Advances in Climate Change Research (Mar 2020)
Accuracy analysis in CH4MODwetland in the simulation of CH4 emissions from Chinese wetlands
Abstract
Process-based models have been widely used to simulate the CH4 budget in natural wetlands, but there are still large uncertainties in the simulation processes. Accuracy analysis of process-based models is important to evaluate the reliability of model estimates for different wetlands. In this study, we analyzed the three sources of the model bias from a process-based model (CH4MODwetland) when simulating CH4 emissions from different wetland sites and types in China. On a national scale, the root-mean-square error (RMSE) decreased from 70.6% at daily scale to 27.1% at annual/seasonal scale. On a national scale, more than 90% of the model errors were from random error. At most of the sites random error contributed more than 60% to the model errors, except the Guangzhou, Haikou, Wuliangsu lake and Yancheng Estuary sites, which showed lower RMSE values.
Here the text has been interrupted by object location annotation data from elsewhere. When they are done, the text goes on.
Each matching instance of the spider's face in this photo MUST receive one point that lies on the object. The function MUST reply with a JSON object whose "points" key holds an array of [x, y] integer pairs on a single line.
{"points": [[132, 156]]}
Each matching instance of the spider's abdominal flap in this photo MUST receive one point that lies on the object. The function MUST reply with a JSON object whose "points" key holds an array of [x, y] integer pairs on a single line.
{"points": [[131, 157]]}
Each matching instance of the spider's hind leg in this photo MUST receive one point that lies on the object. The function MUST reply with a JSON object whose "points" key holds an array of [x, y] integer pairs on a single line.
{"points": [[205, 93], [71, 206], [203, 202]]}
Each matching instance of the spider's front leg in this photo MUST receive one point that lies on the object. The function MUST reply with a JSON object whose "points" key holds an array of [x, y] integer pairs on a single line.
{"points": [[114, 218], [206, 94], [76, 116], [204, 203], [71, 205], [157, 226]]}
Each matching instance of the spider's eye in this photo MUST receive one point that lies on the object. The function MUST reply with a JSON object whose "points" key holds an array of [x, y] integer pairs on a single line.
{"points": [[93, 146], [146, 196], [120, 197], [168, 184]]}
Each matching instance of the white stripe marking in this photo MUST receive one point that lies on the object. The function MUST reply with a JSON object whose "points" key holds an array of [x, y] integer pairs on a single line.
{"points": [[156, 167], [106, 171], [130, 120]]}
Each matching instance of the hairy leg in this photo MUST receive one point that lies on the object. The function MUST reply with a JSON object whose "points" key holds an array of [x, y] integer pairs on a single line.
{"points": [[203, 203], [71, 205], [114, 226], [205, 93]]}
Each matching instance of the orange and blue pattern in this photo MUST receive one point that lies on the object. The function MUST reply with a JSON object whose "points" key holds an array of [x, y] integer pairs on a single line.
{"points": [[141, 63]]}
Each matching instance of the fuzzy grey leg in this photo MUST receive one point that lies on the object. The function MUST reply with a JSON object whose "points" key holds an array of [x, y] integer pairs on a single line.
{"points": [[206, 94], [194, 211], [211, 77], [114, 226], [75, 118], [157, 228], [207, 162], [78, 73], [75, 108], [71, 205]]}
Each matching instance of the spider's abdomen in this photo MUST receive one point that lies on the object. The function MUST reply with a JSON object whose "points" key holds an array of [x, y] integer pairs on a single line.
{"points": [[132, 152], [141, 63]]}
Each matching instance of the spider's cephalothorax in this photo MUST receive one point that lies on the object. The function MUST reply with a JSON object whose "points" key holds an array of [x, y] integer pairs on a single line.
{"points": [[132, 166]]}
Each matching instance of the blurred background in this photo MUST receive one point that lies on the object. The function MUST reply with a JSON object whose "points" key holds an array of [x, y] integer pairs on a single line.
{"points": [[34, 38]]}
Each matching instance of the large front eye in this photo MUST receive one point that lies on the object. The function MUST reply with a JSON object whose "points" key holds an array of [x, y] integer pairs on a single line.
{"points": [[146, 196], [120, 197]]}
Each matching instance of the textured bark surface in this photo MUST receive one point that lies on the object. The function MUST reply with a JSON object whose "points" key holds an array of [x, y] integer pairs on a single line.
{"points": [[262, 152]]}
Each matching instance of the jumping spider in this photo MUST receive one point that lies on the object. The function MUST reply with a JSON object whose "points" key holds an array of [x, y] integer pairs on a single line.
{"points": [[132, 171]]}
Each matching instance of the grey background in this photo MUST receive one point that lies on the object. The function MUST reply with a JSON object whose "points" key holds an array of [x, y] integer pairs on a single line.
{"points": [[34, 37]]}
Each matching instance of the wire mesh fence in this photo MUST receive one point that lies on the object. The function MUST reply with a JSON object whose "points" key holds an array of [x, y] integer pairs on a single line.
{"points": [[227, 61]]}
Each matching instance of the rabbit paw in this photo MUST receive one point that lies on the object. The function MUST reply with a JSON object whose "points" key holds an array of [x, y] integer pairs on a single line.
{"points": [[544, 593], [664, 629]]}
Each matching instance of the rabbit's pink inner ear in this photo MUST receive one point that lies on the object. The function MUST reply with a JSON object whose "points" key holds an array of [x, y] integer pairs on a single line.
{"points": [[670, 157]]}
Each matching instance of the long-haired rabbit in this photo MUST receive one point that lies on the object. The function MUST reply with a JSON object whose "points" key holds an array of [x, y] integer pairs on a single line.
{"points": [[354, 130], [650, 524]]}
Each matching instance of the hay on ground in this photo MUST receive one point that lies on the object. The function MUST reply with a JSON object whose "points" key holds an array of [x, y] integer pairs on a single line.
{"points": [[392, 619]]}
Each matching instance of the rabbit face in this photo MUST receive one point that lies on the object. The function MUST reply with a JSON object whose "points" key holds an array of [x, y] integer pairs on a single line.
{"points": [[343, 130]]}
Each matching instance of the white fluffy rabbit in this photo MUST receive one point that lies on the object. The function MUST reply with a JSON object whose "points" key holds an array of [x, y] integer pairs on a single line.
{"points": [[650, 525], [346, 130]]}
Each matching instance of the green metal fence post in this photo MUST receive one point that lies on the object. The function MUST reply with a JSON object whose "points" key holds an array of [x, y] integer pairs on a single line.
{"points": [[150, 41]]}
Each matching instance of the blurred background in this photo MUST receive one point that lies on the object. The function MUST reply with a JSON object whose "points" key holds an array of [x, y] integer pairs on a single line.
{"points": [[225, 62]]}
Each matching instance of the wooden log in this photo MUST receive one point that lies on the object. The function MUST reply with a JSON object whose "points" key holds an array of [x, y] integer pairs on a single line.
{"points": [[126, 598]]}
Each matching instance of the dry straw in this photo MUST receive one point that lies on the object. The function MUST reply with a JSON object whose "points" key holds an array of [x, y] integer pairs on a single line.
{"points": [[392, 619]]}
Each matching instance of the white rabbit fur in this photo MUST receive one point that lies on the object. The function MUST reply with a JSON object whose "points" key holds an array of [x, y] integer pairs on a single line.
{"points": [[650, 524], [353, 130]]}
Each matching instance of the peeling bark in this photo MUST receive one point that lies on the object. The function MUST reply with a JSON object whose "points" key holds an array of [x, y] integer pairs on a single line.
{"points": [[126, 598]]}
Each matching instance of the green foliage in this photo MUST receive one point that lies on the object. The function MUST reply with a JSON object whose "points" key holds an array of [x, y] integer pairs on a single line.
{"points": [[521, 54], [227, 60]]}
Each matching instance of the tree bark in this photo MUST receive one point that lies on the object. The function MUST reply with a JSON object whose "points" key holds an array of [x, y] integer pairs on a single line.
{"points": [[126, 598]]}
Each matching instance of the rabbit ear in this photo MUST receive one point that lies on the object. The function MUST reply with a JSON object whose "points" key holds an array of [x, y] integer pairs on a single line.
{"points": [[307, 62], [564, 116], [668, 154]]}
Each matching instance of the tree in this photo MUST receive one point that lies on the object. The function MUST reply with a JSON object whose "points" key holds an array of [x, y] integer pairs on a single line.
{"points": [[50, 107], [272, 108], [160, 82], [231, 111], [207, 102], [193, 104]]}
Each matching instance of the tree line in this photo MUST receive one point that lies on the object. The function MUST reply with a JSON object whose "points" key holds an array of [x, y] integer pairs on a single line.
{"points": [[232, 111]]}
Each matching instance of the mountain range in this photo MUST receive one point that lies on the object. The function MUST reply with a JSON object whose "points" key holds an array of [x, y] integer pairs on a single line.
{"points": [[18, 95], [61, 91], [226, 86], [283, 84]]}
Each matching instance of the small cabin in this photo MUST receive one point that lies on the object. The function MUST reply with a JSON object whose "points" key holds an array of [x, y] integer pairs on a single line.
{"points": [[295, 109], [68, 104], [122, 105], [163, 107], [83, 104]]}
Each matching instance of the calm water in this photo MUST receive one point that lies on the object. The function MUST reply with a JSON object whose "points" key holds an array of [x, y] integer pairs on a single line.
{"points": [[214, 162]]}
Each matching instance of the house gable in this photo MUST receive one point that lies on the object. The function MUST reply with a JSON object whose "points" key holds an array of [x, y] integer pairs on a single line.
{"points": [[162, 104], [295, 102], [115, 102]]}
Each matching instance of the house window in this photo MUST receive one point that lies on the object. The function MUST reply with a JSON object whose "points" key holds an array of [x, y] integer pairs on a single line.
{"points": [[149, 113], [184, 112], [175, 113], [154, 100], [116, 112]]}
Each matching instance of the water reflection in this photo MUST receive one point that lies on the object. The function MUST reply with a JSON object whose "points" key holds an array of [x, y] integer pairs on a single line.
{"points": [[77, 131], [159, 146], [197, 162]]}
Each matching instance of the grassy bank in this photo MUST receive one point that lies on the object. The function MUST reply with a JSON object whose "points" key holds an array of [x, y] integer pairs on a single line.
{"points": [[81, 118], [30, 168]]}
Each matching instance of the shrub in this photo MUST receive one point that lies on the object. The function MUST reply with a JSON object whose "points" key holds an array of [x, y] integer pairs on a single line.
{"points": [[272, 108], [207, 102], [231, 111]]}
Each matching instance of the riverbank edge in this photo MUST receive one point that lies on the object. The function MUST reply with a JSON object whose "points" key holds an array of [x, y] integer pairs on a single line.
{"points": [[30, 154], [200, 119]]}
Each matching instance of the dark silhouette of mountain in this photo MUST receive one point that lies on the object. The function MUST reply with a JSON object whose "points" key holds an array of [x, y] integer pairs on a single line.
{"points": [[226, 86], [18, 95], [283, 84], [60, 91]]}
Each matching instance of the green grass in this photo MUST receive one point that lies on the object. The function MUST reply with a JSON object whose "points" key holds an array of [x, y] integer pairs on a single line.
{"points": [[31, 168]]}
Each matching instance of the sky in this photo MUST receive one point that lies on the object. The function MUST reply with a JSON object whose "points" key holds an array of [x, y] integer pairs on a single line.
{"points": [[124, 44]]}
The model simulated higher RMSE at the tidal marsh sites. The model had capability to simulate the daily and annual/seasonal CH4 emissions from all wetland types (model efficiency > 0), and performed better for coastal wetlands than peatlands and marshes, with model efficiency values of 0.75 and 0.99, respectively. When applied the model at annual/seasonal scale for peatlands, marshes, and coastal wetlands, the RMSE decreased a lot. The study indicated that CH4MODwetland is more accurate at annual/seasonal scale than daily scale for different wetland types across China. The non-stochastic portion of CH4 emissions from peatlands, marshes and coastal wetlands can be well predicted by the model.